The methadone treatment was successful in other European cities when they were at about the same point as we are now with the heroin problem. It certainly stabilises people and allows the possibility of initiatives leading to a drug-free lifestyle. That is the way I foresee the resolution of the problem developing.

I will be grateful for any advice because this is a very serious problem. When I came to terms with the level of the problem in Dublin, it became quite clear to me that nothing had been done in Dublin for years to combat this problem in terms of the demand side. Effectively this means we are kick-starting programmes in Dublin, for which nobody had taken political responsibility, for quite a while. I am not talking about the supply side, the Garda or the Revenue Commissioners, but about a Minister for Health taking responsibility for reducing demand. It is a major problem but we are making some progress in its resolution.

I am sorry the Minister does not have figures for or an evaluation of the success rate of methadone maintenance programmes either here or abroad. That would be very useful, if they are to be a main plank of the Government's response to this problem, particularly since we have clear figures for the success rate of our drug-free therapeutic programmes. Will the Minister agree to have some research undertaken in his Department on the success of methadone maintenance programmes? Furthermore, does he accept that, in the main, methadone maintenance, represents an official recognition and acceptance of managed drug dependence? Does he accept that, in the long-term, it might be appropriate for us to consider the drug-free therapeutic response, particularly in the case of young addicts? It is not socially acceptable merely to write off large numbers of young people to managed drug dependence, and the therapeutic response must be considered in parallel.

(Limerick East): While those are comments with which most of us could agree, they are appropriate to an ideal world and inner city Dublin does not represent an ideal world. Indeed it is not so long ago that the parents, brothers and sisters of persons who had died from heroin overdose marched on this House seeking action and someone to take responsibility and provide methadone treatment for their children. We are now doing that. All this is a reflection of what is ideal is peace time talk, but we are now at war with drugs and people should put themselves on a war footing. While comparative statistics between one strategy being implemented in, say, Amsterdam, against another in Glasgow would be very interesting, our present priority is to start moving a “can do” agenda forward. Whereas to date the contention has been that we had been doing nothing over the past six months——

That is not true; that is not fair.

(Limerick East):——it appears now we are doing the wrong thing. This criticism is being levelled by those who did absolutely nothing when charged with that responsibility.
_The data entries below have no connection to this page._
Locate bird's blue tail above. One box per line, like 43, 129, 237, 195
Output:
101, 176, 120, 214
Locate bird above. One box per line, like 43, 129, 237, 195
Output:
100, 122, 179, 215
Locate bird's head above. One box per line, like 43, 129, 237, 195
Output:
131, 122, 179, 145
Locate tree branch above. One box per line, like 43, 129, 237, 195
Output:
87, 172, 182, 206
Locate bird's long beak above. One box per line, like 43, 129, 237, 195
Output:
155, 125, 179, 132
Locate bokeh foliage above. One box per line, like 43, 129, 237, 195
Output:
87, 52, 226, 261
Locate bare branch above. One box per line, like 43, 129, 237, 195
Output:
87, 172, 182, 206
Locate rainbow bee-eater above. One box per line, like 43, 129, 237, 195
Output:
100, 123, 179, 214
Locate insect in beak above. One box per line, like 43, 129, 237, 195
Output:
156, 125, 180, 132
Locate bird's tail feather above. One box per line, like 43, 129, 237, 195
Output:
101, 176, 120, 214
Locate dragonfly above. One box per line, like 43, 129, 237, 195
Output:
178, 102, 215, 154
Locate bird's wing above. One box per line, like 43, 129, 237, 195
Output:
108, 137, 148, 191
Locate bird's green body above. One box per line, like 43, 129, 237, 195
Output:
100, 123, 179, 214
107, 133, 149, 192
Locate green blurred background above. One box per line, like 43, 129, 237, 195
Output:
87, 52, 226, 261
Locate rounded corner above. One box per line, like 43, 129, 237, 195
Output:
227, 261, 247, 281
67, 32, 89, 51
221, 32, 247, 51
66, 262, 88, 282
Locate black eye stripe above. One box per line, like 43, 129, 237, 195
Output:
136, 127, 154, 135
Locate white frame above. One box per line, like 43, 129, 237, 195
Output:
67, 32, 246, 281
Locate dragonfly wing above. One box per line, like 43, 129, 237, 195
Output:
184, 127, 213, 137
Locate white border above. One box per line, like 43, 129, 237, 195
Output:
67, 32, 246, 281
I have welcomed the strategies adopted by the Government and yesterday's initiative to extend the methadone service, but it is timely and legitimate for Members to raise questions as to the appropriateness or otherwise of an open-ended methadone maintenance programme when all parents, irrespective of whether their children are aged 15 or 26——

The time available for dealing with Priority Questions is quite exhausted.

——and others interested in drug addiction want a therapeutic response to the problem with a view to recovery rather than the maintenance of it in the long-term and a writing off of people to endless drug addiction.

(Limerick East): I agree with what the Deputy said and I thank her for her support. I view the methadone maintenance programme as a major initiative designed to quickly take many people off heroin. It is a means towards an end, the end being a drug free lifestyle for drug misusers. I realise that only a minority will arrive at that destination and many will stay on methadone for quite a long time. I agree with the Deputy as to where the destination should be, but we must prescribe methadone treatment to stabilise people in the first instance to get them to that destination.

Priority Questions Nos. 4 and 5 will be dealt with in ordinary time.